Your self-imposed responsibility was to see them through college; after that you would go back to just being their big sister. That time has come - baby sister graduated with honors as a bona fide college celebrity. She secured her first job, and carries herself with the poise, grace and composure of a young woman. Baby brother is graduating next year; he continues to be the most determined person you know, making adult decisions to take care of his body and mind. He is growing into the man your parents would be so proud of. You have done a fine job.

So why are you feeling morose? Why do the colors of your life seem muted? Life is no cakewalk, I do not expect ebullience from you 24/7. But where is the spirit of that bright eyed bushy tailed 18 year old that could lite up the room with a single smile? Take the time to think through why you feel lackluster sometimes, why you choose to engage in more solitary pursuits and fewer extroverted endeavors. Your feelings are valid, and you should heed them. It is difficult to transition from having such a singular motivating factor in your life - your siblings - to essentially a blank slate to plan out the next 10 years of your life.

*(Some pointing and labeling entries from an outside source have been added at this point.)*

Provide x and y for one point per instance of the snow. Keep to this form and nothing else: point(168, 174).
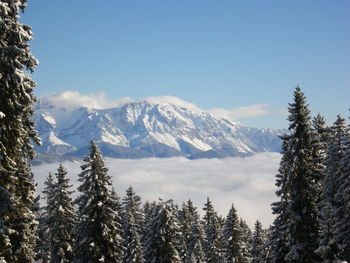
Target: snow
point(248, 183)
point(141, 123)
point(197, 143)
point(49, 119)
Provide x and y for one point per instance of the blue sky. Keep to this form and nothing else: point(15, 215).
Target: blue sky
point(216, 54)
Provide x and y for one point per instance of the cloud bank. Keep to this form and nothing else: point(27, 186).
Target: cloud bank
point(99, 100)
point(252, 111)
point(247, 182)
point(73, 99)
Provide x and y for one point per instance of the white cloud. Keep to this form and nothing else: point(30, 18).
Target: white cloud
point(73, 99)
point(247, 182)
point(252, 111)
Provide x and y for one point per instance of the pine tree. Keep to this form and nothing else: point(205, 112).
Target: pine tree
point(213, 247)
point(132, 226)
point(62, 219)
point(330, 244)
point(279, 235)
point(5, 208)
point(247, 236)
point(258, 242)
point(233, 236)
point(161, 244)
point(97, 231)
point(16, 133)
point(44, 231)
point(342, 199)
point(301, 185)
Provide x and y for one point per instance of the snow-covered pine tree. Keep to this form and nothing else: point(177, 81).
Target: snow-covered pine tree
point(328, 248)
point(214, 244)
point(233, 236)
point(278, 238)
point(62, 219)
point(258, 243)
point(5, 208)
point(185, 223)
point(330, 244)
point(16, 131)
point(44, 231)
point(97, 232)
point(132, 227)
point(161, 244)
point(320, 138)
point(301, 185)
point(196, 239)
point(24, 222)
point(247, 236)
point(342, 197)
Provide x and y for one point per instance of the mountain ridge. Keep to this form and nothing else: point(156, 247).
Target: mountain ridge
point(152, 127)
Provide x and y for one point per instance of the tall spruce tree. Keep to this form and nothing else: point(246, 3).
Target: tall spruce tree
point(342, 198)
point(301, 185)
point(97, 231)
point(214, 244)
point(132, 227)
point(233, 236)
point(43, 247)
point(258, 243)
point(62, 219)
point(330, 242)
point(16, 133)
point(247, 236)
point(278, 240)
point(161, 244)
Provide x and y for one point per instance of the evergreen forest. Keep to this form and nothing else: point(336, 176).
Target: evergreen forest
point(312, 214)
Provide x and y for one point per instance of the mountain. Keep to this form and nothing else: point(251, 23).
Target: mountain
point(151, 127)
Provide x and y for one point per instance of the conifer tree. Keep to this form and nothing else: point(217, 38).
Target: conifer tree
point(5, 208)
point(161, 244)
point(97, 231)
point(62, 219)
point(279, 235)
point(44, 231)
point(247, 236)
point(185, 222)
point(301, 185)
point(132, 226)
point(233, 236)
point(213, 246)
point(258, 242)
point(342, 198)
point(16, 133)
point(196, 237)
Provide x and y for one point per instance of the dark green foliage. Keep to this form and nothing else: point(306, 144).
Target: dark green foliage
point(132, 227)
point(16, 133)
point(61, 218)
point(233, 236)
point(161, 245)
point(214, 244)
point(97, 231)
point(259, 240)
point(298, 182)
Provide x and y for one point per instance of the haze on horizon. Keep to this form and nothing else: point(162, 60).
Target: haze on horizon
point(222, 55)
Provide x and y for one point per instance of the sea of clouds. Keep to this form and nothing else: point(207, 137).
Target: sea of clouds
point(246, 182)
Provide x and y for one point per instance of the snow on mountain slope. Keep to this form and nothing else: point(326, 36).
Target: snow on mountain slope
point(151, 127)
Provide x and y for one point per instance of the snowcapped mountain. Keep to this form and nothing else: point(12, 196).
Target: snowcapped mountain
point(151, 127)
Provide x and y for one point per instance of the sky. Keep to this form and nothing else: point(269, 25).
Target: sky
point(242, 56)
point(227, 181)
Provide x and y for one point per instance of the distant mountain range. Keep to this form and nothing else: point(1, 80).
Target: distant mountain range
point(152, 127)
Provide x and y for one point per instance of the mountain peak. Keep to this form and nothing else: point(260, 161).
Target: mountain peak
point(72, 100)
point(151, 127)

Let me take you back to a similarly confusing time soon after mom passed, when your college aged self made the decision to take full ownership over how you reacted to these feelings. Here is what you learned:

  1. Go big or go home: Remember that job you were borderline ineligible for, but you convinced them you were IT? Or when you had that audacious vision for a skills-based organization that trained students to be better leaders because you believed that “charisma” was not sufficient for good leadership? 8 years later, that organization is going strong. You believed you could, and so you did. Don’t lose that.
  2. Be your own best cheerleader: Haters gon’ hate - especially as you continue to excel and achieve. Listen to the criticism. It is important to stay humble and recognize learning opportunities. But, you know yourself better than anyone else. Graciously accept the feedback that will make you a better person. Shelf the rest.
  3. You are not conventional, own it: You heart swells with joy as you help some of your closest friends plan engagements, weddings, and baby showers. But when your friends keep trying to hook you up with their “only” other single friend because they don’t understand why someone so smart, beautiful…yada yada is still single you just feel annoyed. Remember your first true love - you asked HIM out. Make time to meet interesting people but buck conventions about normative relationships. When you do get to the altar, do it for you and your partner. Not all the people giving you grief about settling down now.

Go forth and be awesome. You were once wild here, don’t let them tame you.